Так получилось, что именно семьи, примыкающие к роду Штеренбергов, оказались наиболее активными участниками и жертвами Великой Отечественной Войны. Вот, возможно, неполный список.
Муж тети Ривы, Абрам Слободкин, в воинском звании военврача 2-го ранга всю войну прослужил начальником военного госпиталя.
Муж тети Шифры и отец Сусанны, Илья Спектр, в 1941 году был призван рядовым и в 1942 году погиб под Сталинградом.
Муж тети Поли, отец Берты и Иосифа, Бенцион Айзин, летом 1942 года как еврей был расстрелян немцами в Ростове.
Муж Берты, отец Леонида и Юры, Арон Гамульский, рядовой, погиб на фронте, но неизвестно, где и когда.
Сын тети Поли, Иосиф, провоевал всю войну в авто механизированных войсках, награжден боевыми орденами и медалями.
Тетя Соня всю войну прослужила в полевом госпитале начальником лаборатории. Что такое фронтовой госпиталь, представить себе нетрудно. За мужество и безупречную работу она неоднократно награждалась. (В связи с наградами приведу здесь один рассказ тети Сони. Однажды какая-то из ее соседок по дому в припадке антисемитизма заявила тете Соне обычную байку о том, что все евреи во время войны укрывались от службы в армии. Тетя Соня ничего ей не ответила, зашла в свою комнату и вышла оттуда в своем кителе, увешанном боевыми орденами и медалями.
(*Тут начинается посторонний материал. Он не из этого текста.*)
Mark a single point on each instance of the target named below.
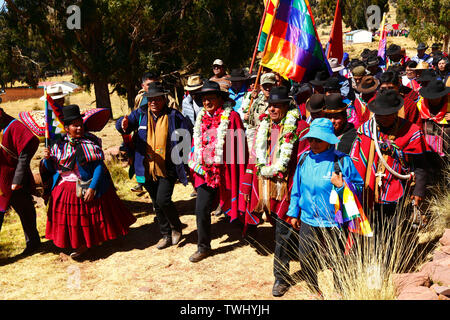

Соседка обалдела).
Старший сын тети Этли Борис Шамис, профессиональный военный, был ранен в бою, помещен в госпиталь в Одессе, где был расстрелян немцами прямо на койке.
Младший ее сын, Абрам, во время войны окончил военное училище, два года воевал, награжден боевыми орденами, но поступить в военную академию, как еврей, не смог.
О моем отце Овсее рассказ будет впереди.
Никто из прямых или косвенных Штеренбергов, кроме нас, после войны в Ростов не вернулся.